Dear Sadegh
I've looked through your input script and your calculation output and as you also have observed it should have enough memory to run a DFT calculation. Tt is also able to do a few optimization steps before it crashes. This does sound a bit weird, as if something is leaking memory or uses more memory than we would think. We will try to run you script and see if we can pinpoint the issue. Unfortunately, this may take a while as we have a lot of other things to do, so be patient.
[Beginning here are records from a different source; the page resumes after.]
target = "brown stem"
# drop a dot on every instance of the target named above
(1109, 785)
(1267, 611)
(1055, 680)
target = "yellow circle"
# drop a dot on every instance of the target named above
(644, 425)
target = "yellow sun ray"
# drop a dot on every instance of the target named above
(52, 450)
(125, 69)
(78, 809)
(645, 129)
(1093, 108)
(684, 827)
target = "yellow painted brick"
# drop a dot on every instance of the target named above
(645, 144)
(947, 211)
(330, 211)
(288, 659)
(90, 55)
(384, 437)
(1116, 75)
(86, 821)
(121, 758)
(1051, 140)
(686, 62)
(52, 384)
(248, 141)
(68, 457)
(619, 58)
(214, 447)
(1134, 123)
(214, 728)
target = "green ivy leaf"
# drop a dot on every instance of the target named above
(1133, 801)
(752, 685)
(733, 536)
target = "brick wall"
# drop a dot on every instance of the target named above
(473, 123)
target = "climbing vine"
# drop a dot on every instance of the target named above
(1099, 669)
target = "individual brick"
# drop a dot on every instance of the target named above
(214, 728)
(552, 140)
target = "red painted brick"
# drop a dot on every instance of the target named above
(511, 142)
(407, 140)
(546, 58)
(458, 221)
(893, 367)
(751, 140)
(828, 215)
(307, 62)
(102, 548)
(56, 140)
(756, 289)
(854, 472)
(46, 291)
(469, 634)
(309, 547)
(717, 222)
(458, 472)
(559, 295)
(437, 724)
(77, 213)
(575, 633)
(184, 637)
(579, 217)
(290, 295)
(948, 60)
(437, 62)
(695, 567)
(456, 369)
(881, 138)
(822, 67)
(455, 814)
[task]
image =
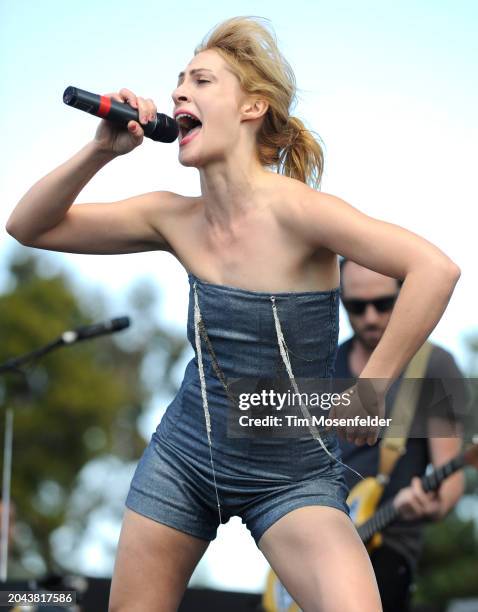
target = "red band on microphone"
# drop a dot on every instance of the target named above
(105, 106)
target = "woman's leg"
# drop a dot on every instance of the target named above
(153, 565)
(317, 554)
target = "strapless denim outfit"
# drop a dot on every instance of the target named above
(191, 485)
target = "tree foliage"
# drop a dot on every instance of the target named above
(76, 403)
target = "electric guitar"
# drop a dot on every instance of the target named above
(362, 501)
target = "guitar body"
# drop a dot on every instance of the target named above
(363, 500)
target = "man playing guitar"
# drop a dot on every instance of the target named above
(368, 298)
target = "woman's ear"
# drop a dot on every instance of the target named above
(254, 108)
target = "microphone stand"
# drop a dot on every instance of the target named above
(13, 365)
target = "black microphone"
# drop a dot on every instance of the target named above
(163, 129)
(99, 329)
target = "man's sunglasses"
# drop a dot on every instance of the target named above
(357, 307)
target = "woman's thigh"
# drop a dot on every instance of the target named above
(317, 554)
(153, 565)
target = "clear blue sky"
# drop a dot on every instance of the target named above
(390, 87)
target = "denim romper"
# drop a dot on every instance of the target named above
(192, 475)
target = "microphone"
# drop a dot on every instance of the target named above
(163, 129)
(91, 331)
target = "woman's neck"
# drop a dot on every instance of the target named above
(230, 190)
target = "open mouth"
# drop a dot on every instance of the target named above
(187, 124)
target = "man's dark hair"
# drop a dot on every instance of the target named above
(343, 261)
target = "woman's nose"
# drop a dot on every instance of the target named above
(179, 95)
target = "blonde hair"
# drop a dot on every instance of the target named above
(252, 54)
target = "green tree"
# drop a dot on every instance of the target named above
(77, 403)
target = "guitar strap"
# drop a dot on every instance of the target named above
(403, 410)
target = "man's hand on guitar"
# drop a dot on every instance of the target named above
(413, 503)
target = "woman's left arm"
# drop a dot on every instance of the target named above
(429, 275)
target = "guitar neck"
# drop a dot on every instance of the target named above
(387, 513)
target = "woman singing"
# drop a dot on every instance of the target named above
(260, 247)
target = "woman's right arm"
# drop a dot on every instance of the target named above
(45, 217)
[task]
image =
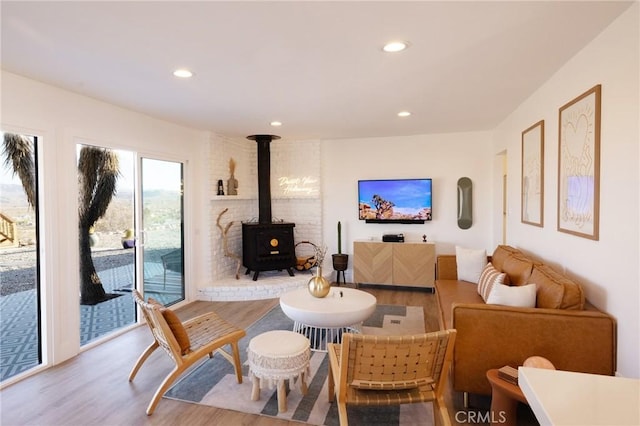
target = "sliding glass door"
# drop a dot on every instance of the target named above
(162, 230)
(20, 318)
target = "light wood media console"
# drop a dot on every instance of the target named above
(400, 264)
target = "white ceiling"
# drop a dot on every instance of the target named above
(316, 66)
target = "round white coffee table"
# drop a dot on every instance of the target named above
(323, 320)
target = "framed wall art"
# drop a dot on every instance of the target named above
(532, 190)
(579, 165)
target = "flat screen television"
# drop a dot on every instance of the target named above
(395, 200)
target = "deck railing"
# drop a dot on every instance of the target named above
(7, 230)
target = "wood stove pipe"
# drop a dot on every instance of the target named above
(264, 175)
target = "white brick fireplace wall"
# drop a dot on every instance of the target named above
(296, 197)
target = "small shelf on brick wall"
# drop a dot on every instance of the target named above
(231, 197)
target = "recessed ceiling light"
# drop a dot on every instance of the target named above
(183, 73)
(395, 46)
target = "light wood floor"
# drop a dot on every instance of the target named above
(92, 388)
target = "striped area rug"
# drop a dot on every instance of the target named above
(213, 382)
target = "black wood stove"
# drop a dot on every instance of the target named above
(267, 246)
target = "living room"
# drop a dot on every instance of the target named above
(608, 268)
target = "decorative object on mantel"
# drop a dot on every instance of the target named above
(340, 260)
(465, 203)
(225, 242)
(319, 286)
(232, 183)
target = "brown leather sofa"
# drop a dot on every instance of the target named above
(563, 327)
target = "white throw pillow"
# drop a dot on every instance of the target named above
(470, 263)
(523, 296)
(488, 278)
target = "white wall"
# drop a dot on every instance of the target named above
(444, 158)
(61, 119)
(608, 268)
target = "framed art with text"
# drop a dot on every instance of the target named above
(579, 165)
(532, 190)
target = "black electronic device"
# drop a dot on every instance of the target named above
(393, 238)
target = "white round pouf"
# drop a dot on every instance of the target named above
(276, 356)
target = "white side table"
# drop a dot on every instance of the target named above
(276, 356)
(569, 398)
(324, 319)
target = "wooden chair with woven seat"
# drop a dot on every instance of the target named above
(389, 370)
(186, 342)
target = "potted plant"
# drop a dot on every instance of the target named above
(340, 260)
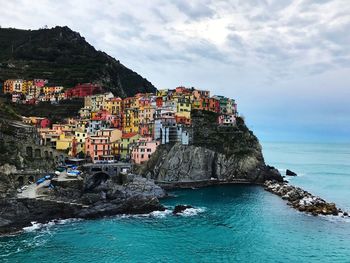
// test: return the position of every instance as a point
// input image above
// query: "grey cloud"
(194, 11)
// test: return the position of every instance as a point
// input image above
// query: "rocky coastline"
(302, 200)
(88, 198)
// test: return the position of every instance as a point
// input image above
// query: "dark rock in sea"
(302, 200)
(107, 197)
(180, 208)
(290, 173)
(217, 155)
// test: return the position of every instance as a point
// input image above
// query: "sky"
(286, 62)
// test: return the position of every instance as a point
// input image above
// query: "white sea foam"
(192, 211)
(160, 214)
(35, 226)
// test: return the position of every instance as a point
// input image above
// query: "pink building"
(98, 148)
(227, 120)
(143, 150)
(43, 123)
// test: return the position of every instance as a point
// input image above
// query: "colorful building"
(123, 147)
(142, 150)
(98, 148)
(83, 90)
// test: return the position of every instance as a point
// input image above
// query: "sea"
(231, 223)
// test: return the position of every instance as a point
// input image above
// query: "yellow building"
(113, 134)
(64, 142)
(8, 86)
(162, 92)
(131, 120)
(115, 106)
(80, 135)
(184, 108)
(123, 146)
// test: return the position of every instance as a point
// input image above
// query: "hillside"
(64, 58)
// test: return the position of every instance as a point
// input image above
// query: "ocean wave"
(160, 214)
(35, 226)
(163, 214)
(192, 211)
(38, 226)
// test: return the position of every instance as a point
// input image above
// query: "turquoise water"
(229, 224)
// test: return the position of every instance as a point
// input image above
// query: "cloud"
(254, 50)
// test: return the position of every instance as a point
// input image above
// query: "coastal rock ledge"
(303, 200)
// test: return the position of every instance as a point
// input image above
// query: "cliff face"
(230, 154)
(64, 58)
(135, 195)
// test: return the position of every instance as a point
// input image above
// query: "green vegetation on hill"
(55, 112)
(7, 111)
(236, 140)
(64, 58)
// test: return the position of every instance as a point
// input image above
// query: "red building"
(83, 90)
(159, 102)
(45, 123)
(182, 120)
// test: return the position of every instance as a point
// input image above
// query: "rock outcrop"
(180, 208)
(303, 200)
(217, 155)
(7, 185)
(109, 197)
(290, 173)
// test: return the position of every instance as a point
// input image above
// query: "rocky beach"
(303, 200)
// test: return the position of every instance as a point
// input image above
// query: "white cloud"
(253, 50)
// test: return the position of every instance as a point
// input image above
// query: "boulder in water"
(290, 173)
(180, 208)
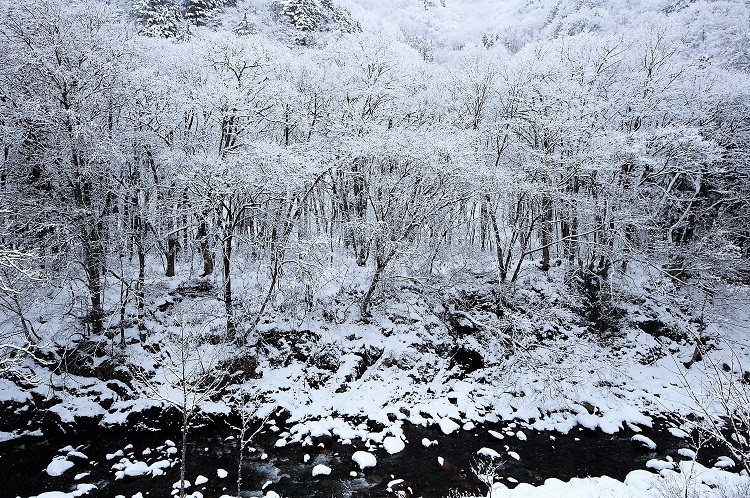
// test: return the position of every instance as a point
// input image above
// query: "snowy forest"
(349, 248)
Until then I have some suggestions for reducing the memory footprint:
I looked up the CPU you are running on, and it has 20 physical cores, and you have two of those, so a total of 40 available cores. Let's put them all to use
I see you are using the newest version (2020.09) which is quite well parallelized using threads. So I suggest that you run using 4 threads, this means that you should run with 40/4 = 10 processes (you can select 4 threads and 10 processes in the job manager). You have 13 k-points and ~70.000 plane waves to parallelize over. In order to reduce the number of wave functions to store in memory, you can distribute them over processes by choosing processes per k-point = 5. This should give a reasonable load balance with minimal memory consumption. So to summarize:
number of threads: 4
number of processes: 10
processes per k-point: 5 (this one you set in the calculator settings in the script generator)
I hope this makes the calculation run through.